From one team of Tigers to the next, Deberg is able to have fun with the fact that she is now playing for a team that she used to play against. She wants to use her experience and her ability to stay composed in tough situations as an asset for leadership on her new team.

“It was cool playing against them and looking back, it’s funny now. We’re a really good team and I think once we get more used to each other, it will be even better,” Deberg said. “I just want to try and make everyone else that’s around me better and always helping out my teammates when they need it. If we can do that, then we’ll be good.”

Deberg credits her competitiveness to one person:  herself. She grew up with a large age gap between her and her older sisters, so mostly came up by herself, and thinks her “win every single time” mindset came from her own developmental journey.

In addition to her win-focused mentality, Deberg prides herself on her superior communication.

“I communicate well with my team and I’m very composed when I play. I don’t show negative emotion and try to stay level. Since we have a freshman setter right now, I think that will help her to be able to do her job,” Deberg stated.

However, just like any great athlete, she is aware of her weaknesses and is actively working on improving them.

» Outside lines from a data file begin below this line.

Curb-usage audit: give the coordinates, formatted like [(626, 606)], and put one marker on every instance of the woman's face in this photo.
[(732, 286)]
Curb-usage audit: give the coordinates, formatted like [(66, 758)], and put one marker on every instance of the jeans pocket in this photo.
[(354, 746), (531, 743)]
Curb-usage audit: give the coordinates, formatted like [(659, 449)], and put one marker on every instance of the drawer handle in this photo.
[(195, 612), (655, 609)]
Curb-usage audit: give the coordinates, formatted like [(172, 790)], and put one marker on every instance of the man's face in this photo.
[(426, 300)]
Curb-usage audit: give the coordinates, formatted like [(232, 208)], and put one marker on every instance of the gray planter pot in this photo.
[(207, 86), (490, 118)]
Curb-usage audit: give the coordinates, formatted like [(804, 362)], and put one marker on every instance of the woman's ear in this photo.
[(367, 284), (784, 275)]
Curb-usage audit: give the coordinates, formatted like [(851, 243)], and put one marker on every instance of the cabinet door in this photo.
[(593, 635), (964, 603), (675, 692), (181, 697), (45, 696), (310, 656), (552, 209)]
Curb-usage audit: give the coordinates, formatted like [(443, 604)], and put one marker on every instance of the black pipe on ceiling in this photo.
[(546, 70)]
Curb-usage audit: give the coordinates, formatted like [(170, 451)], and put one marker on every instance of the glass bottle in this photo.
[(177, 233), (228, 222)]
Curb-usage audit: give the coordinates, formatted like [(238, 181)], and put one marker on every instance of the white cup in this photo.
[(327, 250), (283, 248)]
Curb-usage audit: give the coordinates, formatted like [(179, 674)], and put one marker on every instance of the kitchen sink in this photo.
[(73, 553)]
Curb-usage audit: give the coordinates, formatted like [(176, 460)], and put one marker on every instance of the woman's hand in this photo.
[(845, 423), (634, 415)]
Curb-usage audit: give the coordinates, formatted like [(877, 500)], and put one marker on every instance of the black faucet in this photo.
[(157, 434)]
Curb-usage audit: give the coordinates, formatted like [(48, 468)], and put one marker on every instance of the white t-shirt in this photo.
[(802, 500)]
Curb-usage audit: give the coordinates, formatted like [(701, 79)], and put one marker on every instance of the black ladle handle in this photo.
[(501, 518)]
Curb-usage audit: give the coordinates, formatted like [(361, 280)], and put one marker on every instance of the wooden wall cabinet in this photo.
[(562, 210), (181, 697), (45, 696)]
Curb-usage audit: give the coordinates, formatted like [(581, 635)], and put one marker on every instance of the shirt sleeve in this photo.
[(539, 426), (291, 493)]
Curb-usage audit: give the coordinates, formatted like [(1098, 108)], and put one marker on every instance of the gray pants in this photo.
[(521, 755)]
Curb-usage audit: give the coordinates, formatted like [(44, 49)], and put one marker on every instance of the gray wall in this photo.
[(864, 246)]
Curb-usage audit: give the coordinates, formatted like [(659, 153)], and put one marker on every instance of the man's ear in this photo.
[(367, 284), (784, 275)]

“Moving on to the next play is my weakness,” Deberg said. “If I miss a serve, shank a pass or miss a kill, I have trouble moving on right away. It takes me a point or two to move on, and I usually mess up on the next point. I think about what I did wrong a lot and that’s definitely not something that I should do. To improve on my weaknesses, I should be able to move on. I started doing a lot of visualizing which has started to help.”

Deberg’s goals for herself and for her team align in ways that push her to the highest level of her sports. Individually, Deberg wants to play professionally after her LSU career, secure her master’s degree and become a coach.

“She would be able to have a super successful international professional career if she chose to do that. I am certainly going to encourage her to do that,” Flory said.

Personal goals aside, Deberg is all about her team and keeps its goals at the forefront of her mind. “Our goal is obviously to win a national championship. We look at each week and each game, taking it one day at a time,” Deberg said.